Police raid home and business of postal worker
August 12, 2009
By KAREN VELIE
In a page right out of the Keystone Cops, police kicked down the door of an unlocked home and then ransacked the property based on a bad tip from an informant.
At around 7 p.m. on Monday, an officer yelled “search warrant” outside a large plate glass window at Fashion Dry Cleaners in Atascadero. Moments later, an officer hit the window cracking it then another officer began beating out the glass with what looked like a bat.
A sergeant involved in the raid of the dry cleaners refused to give a reporter his name or what agency he worked for stating it was an “ongoing investigation” and that numerous agencies were involved.
An Atascadero police dispatcher said San Luis Police Department was the primary agency responsible for the raids.
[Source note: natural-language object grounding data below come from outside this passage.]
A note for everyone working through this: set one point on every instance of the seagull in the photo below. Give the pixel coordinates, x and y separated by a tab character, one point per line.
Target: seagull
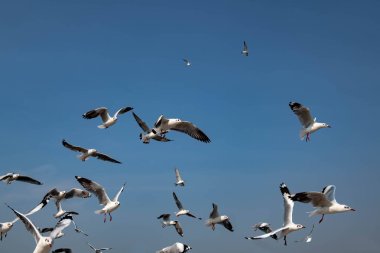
10	177
175	248
178	179
86	153
100	192
167	222
215	218
182	211
60	196
103	112
245	49
324	201
43	243
164	125
98	250
288	226
309	124
148	132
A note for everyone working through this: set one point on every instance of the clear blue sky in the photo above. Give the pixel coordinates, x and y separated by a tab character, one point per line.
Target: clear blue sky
59	59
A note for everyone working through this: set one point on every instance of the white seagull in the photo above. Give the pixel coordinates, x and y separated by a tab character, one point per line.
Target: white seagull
164	125
106	118
43	243
98	250
288	225
324	201
100	192
87	153
309	125
182	211
216	218
175	248
167	222
178	179
148	132
10	177
245	49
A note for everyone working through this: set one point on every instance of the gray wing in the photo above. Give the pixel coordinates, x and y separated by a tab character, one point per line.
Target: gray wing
95	188
191	130
105	157
177	202
303	114
141	123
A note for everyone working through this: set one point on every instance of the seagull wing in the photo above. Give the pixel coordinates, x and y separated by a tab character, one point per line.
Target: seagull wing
95	188
303	114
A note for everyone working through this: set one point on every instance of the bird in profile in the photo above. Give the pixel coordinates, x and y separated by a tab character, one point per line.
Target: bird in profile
87	153
10	177
106	118
324	202
309	125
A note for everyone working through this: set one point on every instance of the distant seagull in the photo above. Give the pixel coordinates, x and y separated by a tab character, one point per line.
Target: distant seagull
178	179
10	177
167	222
324	201
288	226
60	196
215	218
148	132
43	243
86	153
100	192
187	62
103	112
308	238
182	211
163	125
175	248
98	250
309	124
245	49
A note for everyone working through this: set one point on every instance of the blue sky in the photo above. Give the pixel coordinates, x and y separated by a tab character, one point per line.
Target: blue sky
59	59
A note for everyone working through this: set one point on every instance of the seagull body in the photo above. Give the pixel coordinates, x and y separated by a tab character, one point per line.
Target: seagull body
178	178
148	132
10	177
106	118
309	125
87	153
175	248
324	201
288	225
215	218
164	125
100	192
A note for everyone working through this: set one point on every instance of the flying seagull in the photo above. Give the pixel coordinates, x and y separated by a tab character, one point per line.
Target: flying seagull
43	243
167	222
175	248
288	226
164	125
245	49
106	118
178	179
98	250
100	192
182	211
309	125
86	153
215	218
324	201
10	177
148	132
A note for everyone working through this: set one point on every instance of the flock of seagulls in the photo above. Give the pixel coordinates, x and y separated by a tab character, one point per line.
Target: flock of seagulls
324	202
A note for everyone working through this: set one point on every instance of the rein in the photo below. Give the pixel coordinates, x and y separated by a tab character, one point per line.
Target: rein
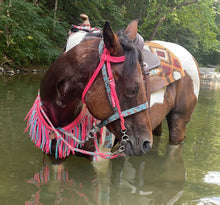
105	66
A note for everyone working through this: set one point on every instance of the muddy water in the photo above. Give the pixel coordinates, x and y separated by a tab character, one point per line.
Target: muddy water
187	174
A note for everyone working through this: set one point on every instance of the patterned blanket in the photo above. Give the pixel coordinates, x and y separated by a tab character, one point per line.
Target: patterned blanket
170	68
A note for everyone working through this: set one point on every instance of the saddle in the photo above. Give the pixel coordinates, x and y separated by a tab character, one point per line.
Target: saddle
162	66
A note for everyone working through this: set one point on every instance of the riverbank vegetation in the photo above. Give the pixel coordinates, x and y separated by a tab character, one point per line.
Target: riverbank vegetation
33	32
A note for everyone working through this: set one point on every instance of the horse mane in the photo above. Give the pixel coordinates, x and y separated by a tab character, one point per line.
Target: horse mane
131	51
133	54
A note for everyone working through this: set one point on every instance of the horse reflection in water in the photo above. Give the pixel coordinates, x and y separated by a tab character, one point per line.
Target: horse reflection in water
152	179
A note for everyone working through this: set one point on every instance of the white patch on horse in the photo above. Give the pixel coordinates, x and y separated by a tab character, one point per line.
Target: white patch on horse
74	39
157	97
187	61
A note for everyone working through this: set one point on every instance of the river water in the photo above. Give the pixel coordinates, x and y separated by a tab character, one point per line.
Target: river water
186	174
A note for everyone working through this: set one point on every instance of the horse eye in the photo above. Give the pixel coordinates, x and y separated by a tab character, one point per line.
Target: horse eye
132	91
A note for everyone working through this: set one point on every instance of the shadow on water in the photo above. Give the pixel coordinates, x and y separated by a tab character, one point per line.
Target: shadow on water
189	174
151	179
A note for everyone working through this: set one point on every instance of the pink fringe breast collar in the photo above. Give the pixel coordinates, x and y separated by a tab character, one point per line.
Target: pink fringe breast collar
41	132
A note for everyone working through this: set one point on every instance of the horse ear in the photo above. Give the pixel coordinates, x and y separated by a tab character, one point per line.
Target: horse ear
131	30
110	39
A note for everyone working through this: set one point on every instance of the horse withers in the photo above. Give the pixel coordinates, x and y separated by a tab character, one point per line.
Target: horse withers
174	85
118	99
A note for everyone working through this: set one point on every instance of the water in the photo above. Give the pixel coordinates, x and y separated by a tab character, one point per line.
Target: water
186	174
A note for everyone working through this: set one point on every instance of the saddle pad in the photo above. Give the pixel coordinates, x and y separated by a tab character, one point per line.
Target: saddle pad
170	68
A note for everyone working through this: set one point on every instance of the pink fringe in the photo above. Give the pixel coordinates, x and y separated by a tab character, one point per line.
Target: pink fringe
39	130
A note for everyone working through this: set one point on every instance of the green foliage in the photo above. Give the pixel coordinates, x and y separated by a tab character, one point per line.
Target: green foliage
27	33
33	32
In addition to SLOPD, Atascadero Police Department, the narcotics task force, and parole assisted in the raids, according to San Luis Obispo Police Department Public Information Officer Chris Staley
Approximately 10 officers participated in the raid of 55-year-old Yasuro Gonzales’ business while another team of law enforcement personnel smashed through a garage door at Gonzales’ San Miguel home.
“The front door was open,” Gonzales said. “They didn’t even try it. They told me to put a claim into the city (for damages to his home and business).”
San Luis Obispo County Judge Michael Duffy signed the warrant that allowed police to ransack Gonzales’s home while his 20-year-old son stood handcuffed in the front yard. According to the warrant, officers were searching for methamphetamine, paraphernalia used in preparing narcotics, financial records that show controlled substance transactions, and cell phones.
Gonzales left his home a little after 5 a.m. for his primary job with the postal service. At 4:30 p.m. he joined his wife at the family dry cleaners on El Camino Real. He arrived home a little after 7 p.m. to find eight officers searching his home and his son restrained.
“When I got home I asked, ‘Why is he handcuffed?’” Gonzales said. “They said, ‘For his own safety.’”
Gonzales’ 28-year-old son lives in an apartment next to the dry cleaners. Police arrested the son after they discovered one marijuana plant at the apartment during the raid. The officers found no illegal substances in their search of Gonzales’ home, Gonzales said.
The conflict between police and the Gonzales family began approximately six months ago when 30-year-old Luis Gonzales was released from prison after serving three months for a parole violation. He moved in with his father and for a few months he worked and stayed clean, Yasuro Gonzales said.
When Luis Gonzales appeared to be getting back into drugs his father asked him to move out. Luis Gonzales is currently in violation of his parole.
“How many times do we have to tell them he (Luis) is not welcome here,” Gonzales added. “I don’t want him on the street. I would rather see him in jail then on drugs.
“They have been by the dry cleaners at least three times looking for my son (Luis),” Gonzales said. “They have no respect. My other son was behind the building and an officer pulled a gun on him and made him get down on the ground. When he showed his identification they let him go.”
In addition to multiple stops at the dry cleaners, Gonzales said officers had entered his home on three prior occasions.
“They entered my 16-year-old daughter’s room and told her to get out,” Gonzales added. “They didn’t even tell me they were there. I was in bed. They told my son if we have to come again it was not going to be pretty.”
SLOPD Public Information Officer Staley said it is unusual when a search warrant does not produce the expected outcome during a raid. He declined to answer questions regarding whether narcotics where discovered during the raid, because “it is still an active investigation.”